Kung Chief Justice ng Supreme Court kayang pagtulungan at tirisin ng pamahalaan gamit ang kanyang todong-lakas, paano pa kaya ang isang pangkaraniwan at malilit na tao, ang mga walang pangalan, na walang mukha, at mga mahihirap na akusado?
Kaya bilang mga Public Attorney ng bayan, ako ang unang-una na magtataguyod sa kahahalagahan ninyo sa bayan. Ituloy lang ninyo ang inyong ginagawang mahalagang serbisyo para sa ating mga kababayan.
‘Ika nga, “i-Push n’yo lang ‘yan!”
Sabi ni William Blackstone sa kanyang legendary “Blackstone’s ratio”: “It is better that ten guilty persons escape than one innocent one suffer”!
And to quote Justice Oliver Wendell Holmes: “I think it is less evil that some criminals should escape than that the government should play an ignoble part.”
On a final note, please allow me to make the following appeal to all Public Attorneys, especially to Chief Percy, in her capacity as the leader of all public defenders of our country.

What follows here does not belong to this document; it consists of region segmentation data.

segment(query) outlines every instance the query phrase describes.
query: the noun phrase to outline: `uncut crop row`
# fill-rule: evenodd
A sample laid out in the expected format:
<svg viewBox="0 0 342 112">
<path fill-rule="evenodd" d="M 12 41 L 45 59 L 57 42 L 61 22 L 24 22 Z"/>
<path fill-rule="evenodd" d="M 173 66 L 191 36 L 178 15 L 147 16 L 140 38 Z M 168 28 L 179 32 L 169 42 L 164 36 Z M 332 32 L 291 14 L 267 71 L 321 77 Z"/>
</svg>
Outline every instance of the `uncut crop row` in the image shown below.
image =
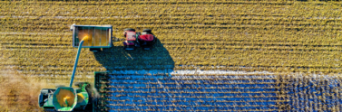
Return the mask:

It has been observed that our country is suffering from dismal and declining agricultural sector. Part of the reason is because our farmers are being dispossessed by oppressive landowners of their farm lots, which is their main source of livelihood.
Throughout the country, underpayment of wages and other monetary benefits under the law are prevalent. Minimum wage na nga, hindi pa binabayaran. Pati hulog sa SSS, PhilHealth at Pag-IBIG, hindi na rin ibinibigay.

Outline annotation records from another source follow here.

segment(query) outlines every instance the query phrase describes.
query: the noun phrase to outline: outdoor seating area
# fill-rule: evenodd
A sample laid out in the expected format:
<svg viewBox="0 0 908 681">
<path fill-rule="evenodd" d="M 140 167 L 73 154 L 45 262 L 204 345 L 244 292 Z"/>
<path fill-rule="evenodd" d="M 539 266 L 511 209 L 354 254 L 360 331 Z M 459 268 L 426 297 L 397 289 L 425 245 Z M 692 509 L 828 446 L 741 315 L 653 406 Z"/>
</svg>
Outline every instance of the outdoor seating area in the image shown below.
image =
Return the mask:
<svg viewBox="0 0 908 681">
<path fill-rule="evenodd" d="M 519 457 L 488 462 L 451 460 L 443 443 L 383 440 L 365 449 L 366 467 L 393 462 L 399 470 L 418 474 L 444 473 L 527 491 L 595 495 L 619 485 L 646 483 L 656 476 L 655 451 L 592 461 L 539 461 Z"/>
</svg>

Oppressive contractualization, the so-called “5-5-5” labor contract, which stifles and defeats the constitutional guaranty of security of tenure, is not only becoming rampant, but is now more so, the industry’s standard to which DOLE seems to want to turn a blind eye. Nowadays, the prospect of “ENDO” or “end of contract” is as loathed and detested by Filipino employees, just the same as they fear and dread the threat of illegal dismissal.

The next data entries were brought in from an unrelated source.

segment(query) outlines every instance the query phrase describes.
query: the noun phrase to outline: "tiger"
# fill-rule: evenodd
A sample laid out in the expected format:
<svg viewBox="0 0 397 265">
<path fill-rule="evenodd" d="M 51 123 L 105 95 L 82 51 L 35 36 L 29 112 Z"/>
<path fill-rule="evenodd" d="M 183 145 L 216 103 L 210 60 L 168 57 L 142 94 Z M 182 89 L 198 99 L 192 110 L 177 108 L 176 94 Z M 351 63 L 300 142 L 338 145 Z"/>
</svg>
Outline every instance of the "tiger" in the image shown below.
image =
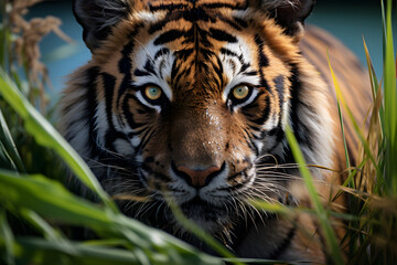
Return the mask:
<svg viewBox="0 0 397 265">
<path fill-rule="evenodd" d="M 311 214 L 291 220 L 253 205 L 311 205 L 287 127 L 305 162 L 319 166 L 311 173 L 323 183 L 320 195 L 343 181 L 333 173 L 346 162 L 326 52 L 356 120 L 371 105 L 367 74 L 353 53 L 304 24 L 313 7 L 74 0 L 92 59 L 63 92 L 65 139 L 126 215 L 203 252 L 216 254 L 175 219 L 170 202 L 238 257 L 328 262 Z M 354 135 L 346 124 L 352 165 Z"/>
</svg>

Sa katunayan, kung ako ay maihahalal bilang Pangalawang-Pangulo ng ating Republika, gusto ko sana makatulong sa ating DOLE sa pagpapalakas ng ating paggawa at empleyo, sa pagpaparami ng trabaho, at sa pangangalaga ng mga manggagawa sa ating bansa.
Every day, poor people and informal settler families get evicted from their homes, through the use of violence and intimidation. Worst of all, all these happen even with the constitutional guaranty and the promise of the State to provide affordable and decent housing and resettlement to all underprivileged and homeless Filipinos.
Now, these are “little guys”, lowly farmers, the underpaid and the oppressed laborers, the homeless and informal settler families threatened by eviction, they are all your clientele.
Protect them from the scourge of unbridled capitalism and urbanization, and uphold their rights under the Constitution and of our laws. Kayo po ang pag-asa nila. Inaasa nila ang kanilang buong buhay at kinabukasan sa inyo, mga magigiting na Pampublikong Tagapagtanggol, tulad ng mga akusado na mga walang pambayad ng sariling abogado na siya ring umaasa sa inyo.
Through your mandate of providing effective legal services to the poor and underprivileged, not only do you ensure the primacy of the rights of the individual vis-à-vis the State. You also indispensably participate in social reform. Gradually and steadily, you will help make the government realize the very prevalent and alarming social problems that we are facing now as a nation, and force the government’s hand to address such problems in a timely and effective way.
Mabuhay kayong lahat, mga Public Attorneys, sa Public Attorneys Office at ng Public Attorneys sa buong bansa!
Maghari nawa ang hustisya at katarungan ng ating bansa ay nasa inyong kamay!
Maraming salamat at magandang gabi po sa inyong lahat.